How Kolton Ingram has resurrected his major-league dreams with the Angels

Rocket City Trash Pandas reliever Kolton Ingram (14) delivers a pitch to the plate against the Tennessee Smokies.
Angels prospect Kolton Ingram delivers a pitch during a game for the Rocket City Trash Pandas in April 2022. Ingram is hoping to make the Angels' opening-day roster. (Danny Parker / Associated Press)

Kolton Ingram threw his first pitch, smiled, acknowledged his catcher, then got back into position to make his next delivery. His pitches sailed, an audible hiss cutting across the space.

Friday was the 26-year-old left-handed pitcher’s first bullpen session of his first big league spring training. Focused, with just the right amount of lightness.

“It's definitely different than minor league camp,” Ingram said Thursday of what the experience of being there for the first time has been like so far.

He also wants to use the time to learn from some of the veteran relievers, like Aaron Loup, whose locker sits right across from his in the clubhouse. Loup’s main advice for Ingram: “Just be yourself and try to soak up as much knowledge from all the guys in here.”

Ingram was one of two players whose contracts the Angels selected before the deadline in November, protected from the Rule 5 Draft. But in 2020, he altogether lost his job as a minor leaguer in the Detroit Tigers’ organization — a casualty of the COVID-ravaged minor leagues, whose season was canceled and more than 1,000 players were released.

“It was really the first time that I felt like I’d failed,” Ingram recalled of getting released by the Tigers.

“There's no way baseball could be over,” Wes Taylor, Ingram’s stepfather, said of the reaction he and Kellie, Ingram’s mother, had after he told them he’d been cut.

“I sulked for a few hours, it was kind of like a shock,” Ingram said. “Then the competitiveness in me just burst and I got back in action.”

During the canceled season, two of his former Tigers teammates stayed with him at his family’s home in Georgia. For the next four months, he went to work, specifically on increasing his velocity.

“I saw the determination every day.
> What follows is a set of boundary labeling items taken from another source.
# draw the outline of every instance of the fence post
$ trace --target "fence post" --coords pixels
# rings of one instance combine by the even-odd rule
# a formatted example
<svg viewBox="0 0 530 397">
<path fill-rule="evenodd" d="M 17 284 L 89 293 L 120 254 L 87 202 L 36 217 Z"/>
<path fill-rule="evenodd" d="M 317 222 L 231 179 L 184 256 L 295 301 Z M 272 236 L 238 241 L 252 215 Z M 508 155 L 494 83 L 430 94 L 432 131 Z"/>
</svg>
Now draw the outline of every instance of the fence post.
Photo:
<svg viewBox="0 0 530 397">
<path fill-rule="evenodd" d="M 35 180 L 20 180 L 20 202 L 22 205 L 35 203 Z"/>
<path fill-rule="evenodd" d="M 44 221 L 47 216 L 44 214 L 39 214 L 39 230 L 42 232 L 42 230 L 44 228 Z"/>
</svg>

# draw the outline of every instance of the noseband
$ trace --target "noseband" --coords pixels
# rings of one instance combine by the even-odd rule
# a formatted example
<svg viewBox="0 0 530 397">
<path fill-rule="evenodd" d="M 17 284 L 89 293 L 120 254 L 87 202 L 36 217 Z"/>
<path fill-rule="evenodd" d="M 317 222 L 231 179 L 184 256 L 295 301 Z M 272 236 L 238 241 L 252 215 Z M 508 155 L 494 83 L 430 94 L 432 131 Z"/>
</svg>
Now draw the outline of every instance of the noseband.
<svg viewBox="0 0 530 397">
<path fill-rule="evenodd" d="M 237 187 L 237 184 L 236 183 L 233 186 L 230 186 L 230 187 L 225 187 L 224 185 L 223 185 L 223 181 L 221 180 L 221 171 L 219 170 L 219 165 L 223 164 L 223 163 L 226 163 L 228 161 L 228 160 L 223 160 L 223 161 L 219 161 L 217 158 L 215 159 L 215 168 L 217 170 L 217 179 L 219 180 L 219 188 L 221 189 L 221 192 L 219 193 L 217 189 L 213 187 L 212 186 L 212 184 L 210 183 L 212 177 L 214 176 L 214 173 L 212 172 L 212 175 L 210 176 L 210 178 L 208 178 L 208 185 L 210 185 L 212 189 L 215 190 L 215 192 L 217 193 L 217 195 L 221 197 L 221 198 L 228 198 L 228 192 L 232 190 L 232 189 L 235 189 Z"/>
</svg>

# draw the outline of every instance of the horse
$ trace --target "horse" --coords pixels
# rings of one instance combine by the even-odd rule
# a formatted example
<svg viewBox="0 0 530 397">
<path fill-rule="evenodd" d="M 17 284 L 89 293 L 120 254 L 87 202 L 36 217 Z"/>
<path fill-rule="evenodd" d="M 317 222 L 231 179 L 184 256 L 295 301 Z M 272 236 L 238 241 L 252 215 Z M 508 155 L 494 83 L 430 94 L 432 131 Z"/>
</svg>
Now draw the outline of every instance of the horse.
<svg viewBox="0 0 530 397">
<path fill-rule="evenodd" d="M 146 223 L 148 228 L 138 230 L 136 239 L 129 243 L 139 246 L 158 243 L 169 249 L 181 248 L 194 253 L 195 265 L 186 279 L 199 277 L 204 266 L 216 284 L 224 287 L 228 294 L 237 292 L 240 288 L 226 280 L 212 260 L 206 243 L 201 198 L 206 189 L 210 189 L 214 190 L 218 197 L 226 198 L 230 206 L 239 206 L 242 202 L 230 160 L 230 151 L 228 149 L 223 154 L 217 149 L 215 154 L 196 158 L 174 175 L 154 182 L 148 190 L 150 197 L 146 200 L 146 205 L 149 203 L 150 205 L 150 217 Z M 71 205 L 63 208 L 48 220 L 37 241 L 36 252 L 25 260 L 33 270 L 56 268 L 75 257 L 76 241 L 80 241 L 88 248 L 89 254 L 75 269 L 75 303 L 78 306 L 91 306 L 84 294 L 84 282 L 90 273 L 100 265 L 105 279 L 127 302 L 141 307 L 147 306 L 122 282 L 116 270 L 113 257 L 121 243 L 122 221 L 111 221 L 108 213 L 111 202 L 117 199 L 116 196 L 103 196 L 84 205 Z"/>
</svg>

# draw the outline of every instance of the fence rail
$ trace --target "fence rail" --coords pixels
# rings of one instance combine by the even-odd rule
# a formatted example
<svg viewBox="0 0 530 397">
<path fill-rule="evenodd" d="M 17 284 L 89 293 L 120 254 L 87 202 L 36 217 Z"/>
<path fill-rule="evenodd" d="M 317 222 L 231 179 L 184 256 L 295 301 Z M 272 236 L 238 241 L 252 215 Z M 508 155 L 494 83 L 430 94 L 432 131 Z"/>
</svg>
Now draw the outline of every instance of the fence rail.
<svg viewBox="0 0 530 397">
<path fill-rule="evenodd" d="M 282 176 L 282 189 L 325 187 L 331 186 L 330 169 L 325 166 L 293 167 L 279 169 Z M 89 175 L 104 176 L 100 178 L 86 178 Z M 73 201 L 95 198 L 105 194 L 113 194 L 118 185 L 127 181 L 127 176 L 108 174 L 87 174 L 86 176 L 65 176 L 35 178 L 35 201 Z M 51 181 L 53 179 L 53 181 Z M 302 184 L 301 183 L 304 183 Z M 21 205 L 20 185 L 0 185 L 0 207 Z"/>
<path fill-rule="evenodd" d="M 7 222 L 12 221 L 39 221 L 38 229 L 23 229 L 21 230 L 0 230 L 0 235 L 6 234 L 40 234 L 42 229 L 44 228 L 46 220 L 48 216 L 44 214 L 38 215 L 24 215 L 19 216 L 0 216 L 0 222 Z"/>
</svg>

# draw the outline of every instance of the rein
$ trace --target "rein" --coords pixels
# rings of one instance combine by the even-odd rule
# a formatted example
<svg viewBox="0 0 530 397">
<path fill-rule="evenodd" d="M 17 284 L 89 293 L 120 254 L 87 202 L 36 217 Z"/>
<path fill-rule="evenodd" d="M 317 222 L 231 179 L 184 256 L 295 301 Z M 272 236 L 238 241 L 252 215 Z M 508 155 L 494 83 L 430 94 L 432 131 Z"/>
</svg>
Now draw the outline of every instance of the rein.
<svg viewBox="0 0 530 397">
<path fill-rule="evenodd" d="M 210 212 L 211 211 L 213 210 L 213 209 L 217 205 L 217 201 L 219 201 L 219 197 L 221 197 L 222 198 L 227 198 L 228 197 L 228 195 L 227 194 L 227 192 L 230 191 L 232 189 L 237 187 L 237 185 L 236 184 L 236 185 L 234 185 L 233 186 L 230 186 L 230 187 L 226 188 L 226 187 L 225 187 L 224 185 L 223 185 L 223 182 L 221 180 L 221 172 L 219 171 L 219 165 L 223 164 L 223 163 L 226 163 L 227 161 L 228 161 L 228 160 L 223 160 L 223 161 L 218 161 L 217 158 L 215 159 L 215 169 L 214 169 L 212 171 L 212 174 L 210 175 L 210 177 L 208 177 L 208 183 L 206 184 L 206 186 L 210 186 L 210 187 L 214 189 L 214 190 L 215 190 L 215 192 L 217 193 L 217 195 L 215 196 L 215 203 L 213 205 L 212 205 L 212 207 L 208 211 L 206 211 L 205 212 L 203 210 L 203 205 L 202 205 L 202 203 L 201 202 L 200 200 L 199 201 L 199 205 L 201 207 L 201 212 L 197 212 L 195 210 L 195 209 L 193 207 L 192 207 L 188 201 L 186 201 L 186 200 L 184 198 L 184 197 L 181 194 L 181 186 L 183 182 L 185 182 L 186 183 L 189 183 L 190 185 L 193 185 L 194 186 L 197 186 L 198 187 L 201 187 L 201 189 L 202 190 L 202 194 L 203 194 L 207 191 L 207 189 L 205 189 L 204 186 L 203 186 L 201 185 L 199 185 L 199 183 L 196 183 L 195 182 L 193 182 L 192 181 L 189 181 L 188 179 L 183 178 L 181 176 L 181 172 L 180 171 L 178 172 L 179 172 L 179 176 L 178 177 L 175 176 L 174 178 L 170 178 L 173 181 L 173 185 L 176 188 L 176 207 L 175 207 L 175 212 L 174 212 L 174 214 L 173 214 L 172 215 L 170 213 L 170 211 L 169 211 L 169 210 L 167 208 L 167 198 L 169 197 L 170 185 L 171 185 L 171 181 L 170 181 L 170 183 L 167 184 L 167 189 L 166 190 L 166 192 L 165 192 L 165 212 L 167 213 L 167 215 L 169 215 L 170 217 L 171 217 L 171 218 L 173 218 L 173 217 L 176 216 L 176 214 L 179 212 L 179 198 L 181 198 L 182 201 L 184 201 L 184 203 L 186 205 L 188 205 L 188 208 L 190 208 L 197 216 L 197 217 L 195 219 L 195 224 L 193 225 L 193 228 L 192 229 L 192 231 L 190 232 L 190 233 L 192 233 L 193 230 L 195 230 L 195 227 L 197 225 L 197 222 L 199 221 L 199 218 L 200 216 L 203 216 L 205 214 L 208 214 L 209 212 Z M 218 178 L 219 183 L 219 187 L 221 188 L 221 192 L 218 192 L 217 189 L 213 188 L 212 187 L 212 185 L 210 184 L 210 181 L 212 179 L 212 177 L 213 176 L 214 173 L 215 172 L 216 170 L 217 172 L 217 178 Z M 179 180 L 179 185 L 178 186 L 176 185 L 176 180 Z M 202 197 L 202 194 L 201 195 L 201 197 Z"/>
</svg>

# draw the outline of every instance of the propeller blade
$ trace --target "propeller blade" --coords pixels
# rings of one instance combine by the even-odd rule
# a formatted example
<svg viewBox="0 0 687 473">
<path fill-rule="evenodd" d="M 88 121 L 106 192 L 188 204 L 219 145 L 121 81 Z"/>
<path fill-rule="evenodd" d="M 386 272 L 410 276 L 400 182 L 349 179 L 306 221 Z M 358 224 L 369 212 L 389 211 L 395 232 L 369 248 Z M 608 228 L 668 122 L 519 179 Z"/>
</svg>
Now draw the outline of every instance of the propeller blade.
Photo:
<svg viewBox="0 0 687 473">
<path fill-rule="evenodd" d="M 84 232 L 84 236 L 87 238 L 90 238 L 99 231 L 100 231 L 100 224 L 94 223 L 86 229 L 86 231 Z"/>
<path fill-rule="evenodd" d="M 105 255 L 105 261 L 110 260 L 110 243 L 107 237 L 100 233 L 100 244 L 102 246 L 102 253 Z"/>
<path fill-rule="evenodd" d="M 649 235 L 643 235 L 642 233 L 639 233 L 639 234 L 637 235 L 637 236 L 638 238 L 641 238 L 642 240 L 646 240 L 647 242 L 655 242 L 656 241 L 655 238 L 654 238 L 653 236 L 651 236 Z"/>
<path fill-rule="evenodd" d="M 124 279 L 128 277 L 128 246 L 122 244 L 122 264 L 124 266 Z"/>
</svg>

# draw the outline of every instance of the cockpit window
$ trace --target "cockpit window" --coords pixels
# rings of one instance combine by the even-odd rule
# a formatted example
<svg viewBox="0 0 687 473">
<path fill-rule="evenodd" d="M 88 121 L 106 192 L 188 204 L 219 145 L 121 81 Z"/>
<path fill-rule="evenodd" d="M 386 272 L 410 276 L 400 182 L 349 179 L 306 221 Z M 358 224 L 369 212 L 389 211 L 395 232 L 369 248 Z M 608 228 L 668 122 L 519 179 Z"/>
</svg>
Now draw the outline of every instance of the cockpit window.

He did not let up,” Kellie said.

Angels pitcher Kolton Ingram stretches during a training session Friday in Tempe, Ariz.
Angels pitcher Kolton Ingram stretches during a training session Friday in Tempe, Ariz. (Morry Gash / Associated Press)

The next spring, the Angels signed him as a free agent, where he transitioned quickly to double A.

Kellie and Wes remembered the promotions feeling fast. They drove Kolton’s car to San Bernardino from Atlanta for him a few weeks into the season, watched him pitch the day they arrived, stayed a few days, then flew back to Atlanta. By the time they landed, Ingram was calling to let them know he was heading to High-A Tri-City.

Ingram was in double-A ball by July 2021. In 2022, he pitched 60.2 innings over 50 games with Rocket City, giving up 18 earned runs, including six home runs, walking 17 batters and striking out 73.

His progress over the last two years in the Angels system had been about his pitch sequencing — when to use certain pitches to play to batters' weaknesses. His performance and potential was enough for the organization to keep him.

“Getting put on the 40-man was a sense of relief almost,” Ingram said. “You kind of start to see the hard work paying off and all the hours and countless repetitions just finally pay off. You just can kind of sit back and look, but you can't sit back for too long.”

“I'm super proud of him, but I didn't doubt it for a minute,” Kevin Ingram, Kolton’s father, said of hearing he was added to the Angels’ 40-man roster.

Coming into this spring, Kolton said some areas of improvement the Angels hoped he could make involved using different pitch grips to get more sweeping movement out of his slider, since it already had decent spin. They also wanted him to work on his fastball and add a cutter to his arsenal.

“He did exactly what he was doing in the offseason,” Angels pitching coach Matt Wise said Saturday. “He did it [in his bullpen session]. He’s very impressive."

There are 43 pitchers at Angels camp this spring, including 21 who were invited who are not on the 40-man roster — there are 78 players expected at Angels camp total. So there’s plenty of competition to try to land a spot among the team’s relief corps.

“It’s his first year on the 40-man,” Wise said. “So we’re going to give him every opportunity to put his best foot forward and we’ll see where we’re at.”